Pentland adds, “There is a great transfer of ‘soft power’ that takes place with blockchain technologies, and when it comes to commerce, it is led by the Indo-Pacific. As systems develop, it is important that they focus on a level of interoperability between them through standards, to ultimately deliver the benefits offered by distributed ledger technologies – multidimensional participation . If countries seek to take the ‘walled garden’ route, interoperability will be lost and the world trading system will be opened up to new arbitrage opportunities by those who seek to exploit this situation. ”
The race for digital space
Governments and industry must recognize that blockchain is now mature, here to stay and ready for use today. The technology is over ten years old, and the underlying technologies of distributed databases, cryptography, and peer-to-peer networks have been with us since the dawn of computing.

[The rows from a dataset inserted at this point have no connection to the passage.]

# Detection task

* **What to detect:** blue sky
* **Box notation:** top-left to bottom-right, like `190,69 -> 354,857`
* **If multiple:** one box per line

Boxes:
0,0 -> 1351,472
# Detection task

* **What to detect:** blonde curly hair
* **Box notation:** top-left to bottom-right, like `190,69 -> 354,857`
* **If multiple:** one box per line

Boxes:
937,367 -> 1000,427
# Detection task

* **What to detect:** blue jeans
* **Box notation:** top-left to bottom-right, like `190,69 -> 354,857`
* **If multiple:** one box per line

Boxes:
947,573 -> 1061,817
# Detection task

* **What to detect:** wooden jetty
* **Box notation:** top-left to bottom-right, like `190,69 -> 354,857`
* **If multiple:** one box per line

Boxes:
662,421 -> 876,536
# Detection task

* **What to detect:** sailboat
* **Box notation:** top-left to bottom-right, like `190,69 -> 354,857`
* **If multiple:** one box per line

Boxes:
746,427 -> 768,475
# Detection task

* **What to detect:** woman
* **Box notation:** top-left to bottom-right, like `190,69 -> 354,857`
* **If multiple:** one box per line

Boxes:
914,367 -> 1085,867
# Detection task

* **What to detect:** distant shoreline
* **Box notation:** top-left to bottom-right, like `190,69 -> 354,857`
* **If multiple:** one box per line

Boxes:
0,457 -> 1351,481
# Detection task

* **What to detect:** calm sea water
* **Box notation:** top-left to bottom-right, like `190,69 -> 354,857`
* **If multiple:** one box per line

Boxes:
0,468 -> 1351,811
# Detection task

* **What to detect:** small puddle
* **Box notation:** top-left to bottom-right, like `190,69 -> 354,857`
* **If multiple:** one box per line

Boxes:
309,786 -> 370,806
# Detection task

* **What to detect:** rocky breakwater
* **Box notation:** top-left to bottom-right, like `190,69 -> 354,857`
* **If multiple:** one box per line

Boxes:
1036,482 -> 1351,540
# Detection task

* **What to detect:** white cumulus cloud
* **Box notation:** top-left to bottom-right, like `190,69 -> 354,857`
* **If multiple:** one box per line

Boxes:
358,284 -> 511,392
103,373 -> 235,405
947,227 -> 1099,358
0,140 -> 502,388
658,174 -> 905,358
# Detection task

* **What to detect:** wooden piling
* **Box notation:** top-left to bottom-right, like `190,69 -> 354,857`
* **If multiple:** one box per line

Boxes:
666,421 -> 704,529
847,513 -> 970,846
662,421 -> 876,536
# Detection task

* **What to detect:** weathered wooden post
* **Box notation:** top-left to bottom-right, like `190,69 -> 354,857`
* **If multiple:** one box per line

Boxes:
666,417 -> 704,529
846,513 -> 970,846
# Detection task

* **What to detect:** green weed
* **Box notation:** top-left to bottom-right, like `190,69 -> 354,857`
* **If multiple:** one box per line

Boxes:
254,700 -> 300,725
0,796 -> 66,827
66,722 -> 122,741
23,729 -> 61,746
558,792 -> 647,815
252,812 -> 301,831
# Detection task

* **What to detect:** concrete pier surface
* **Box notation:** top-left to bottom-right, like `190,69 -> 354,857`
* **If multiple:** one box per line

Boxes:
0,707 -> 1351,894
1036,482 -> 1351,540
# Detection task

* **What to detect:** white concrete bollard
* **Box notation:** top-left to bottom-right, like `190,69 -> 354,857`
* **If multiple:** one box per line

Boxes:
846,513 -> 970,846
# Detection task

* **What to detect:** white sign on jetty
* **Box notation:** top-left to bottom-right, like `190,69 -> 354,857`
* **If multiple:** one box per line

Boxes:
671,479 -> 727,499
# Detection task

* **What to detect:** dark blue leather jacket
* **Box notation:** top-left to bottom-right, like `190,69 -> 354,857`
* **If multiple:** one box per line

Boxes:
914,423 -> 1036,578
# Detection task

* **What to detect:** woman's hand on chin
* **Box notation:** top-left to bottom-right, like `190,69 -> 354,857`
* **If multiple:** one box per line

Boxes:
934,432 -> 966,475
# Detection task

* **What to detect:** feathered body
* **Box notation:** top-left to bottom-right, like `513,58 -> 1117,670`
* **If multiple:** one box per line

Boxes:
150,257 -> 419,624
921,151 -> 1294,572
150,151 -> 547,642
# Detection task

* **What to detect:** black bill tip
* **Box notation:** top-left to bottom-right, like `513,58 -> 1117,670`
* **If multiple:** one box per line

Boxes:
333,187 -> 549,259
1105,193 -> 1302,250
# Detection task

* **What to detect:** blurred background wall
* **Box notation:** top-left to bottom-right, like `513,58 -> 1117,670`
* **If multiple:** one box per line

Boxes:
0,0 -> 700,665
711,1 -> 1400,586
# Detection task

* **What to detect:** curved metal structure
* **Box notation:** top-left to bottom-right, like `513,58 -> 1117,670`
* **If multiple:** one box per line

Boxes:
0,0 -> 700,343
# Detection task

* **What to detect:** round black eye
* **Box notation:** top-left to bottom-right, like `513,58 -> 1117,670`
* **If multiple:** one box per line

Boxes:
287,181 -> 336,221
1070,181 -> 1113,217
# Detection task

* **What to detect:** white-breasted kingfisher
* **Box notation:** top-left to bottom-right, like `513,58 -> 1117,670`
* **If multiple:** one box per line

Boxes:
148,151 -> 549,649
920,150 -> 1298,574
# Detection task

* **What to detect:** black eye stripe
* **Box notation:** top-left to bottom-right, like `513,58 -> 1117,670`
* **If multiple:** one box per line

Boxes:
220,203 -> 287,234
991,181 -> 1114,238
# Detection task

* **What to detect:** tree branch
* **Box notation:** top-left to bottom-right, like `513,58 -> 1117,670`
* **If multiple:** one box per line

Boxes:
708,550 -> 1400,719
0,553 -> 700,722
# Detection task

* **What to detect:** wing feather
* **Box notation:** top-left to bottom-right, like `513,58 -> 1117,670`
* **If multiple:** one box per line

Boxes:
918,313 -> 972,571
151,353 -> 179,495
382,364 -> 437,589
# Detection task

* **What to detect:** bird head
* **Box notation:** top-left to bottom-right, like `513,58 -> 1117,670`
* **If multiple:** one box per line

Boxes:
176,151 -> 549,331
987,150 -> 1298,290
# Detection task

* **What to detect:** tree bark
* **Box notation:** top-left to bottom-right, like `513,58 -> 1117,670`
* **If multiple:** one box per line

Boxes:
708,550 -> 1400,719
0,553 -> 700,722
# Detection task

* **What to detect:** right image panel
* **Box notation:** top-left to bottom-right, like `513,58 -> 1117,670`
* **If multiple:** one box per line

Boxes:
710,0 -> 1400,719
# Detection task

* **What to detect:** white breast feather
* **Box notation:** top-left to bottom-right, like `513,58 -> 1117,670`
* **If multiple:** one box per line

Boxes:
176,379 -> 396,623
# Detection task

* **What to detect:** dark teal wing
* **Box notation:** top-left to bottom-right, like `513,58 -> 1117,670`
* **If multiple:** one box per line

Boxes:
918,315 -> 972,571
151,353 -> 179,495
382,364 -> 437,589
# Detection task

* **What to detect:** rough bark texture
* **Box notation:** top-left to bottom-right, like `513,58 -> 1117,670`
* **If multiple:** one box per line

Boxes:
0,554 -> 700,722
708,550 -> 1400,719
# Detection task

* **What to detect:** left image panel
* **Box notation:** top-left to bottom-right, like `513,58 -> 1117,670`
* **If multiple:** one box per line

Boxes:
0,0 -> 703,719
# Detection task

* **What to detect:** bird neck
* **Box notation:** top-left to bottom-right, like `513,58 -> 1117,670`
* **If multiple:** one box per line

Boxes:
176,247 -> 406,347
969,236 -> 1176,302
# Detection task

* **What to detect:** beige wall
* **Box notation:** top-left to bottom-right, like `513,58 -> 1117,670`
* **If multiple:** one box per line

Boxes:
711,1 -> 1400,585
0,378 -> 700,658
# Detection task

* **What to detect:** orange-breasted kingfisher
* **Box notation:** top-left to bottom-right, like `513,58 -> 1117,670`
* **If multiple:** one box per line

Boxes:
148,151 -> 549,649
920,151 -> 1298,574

Software developers are bringing blockchain use cases to market faster than most industries, governments, and regulators can keep up – that’s the power of the polycentric network crowd. There is more innovation outside your four walls than inside, and you need to know how to plug into it.
As is often the case, it is the systematic factors associated with institutional biases that prevent governments and managers from understanding how and when to mobilize new technologies and innovative methods for society, and in many cases few really are. encouraged to get there.
The blockchain revolution provides “the platform” to involve a large number and large size of actors in the economy through shared mutual governance – the main incentive is already there, it is integrated into the governance model – greater and more efficient economic participation in the economy.
Governments would be well advised to prioritize the race for digital space. If the revolution is symbolized, it will be because large public blockchain consensus protocols symbolize it and large swathes of global businesses and consumers are using it.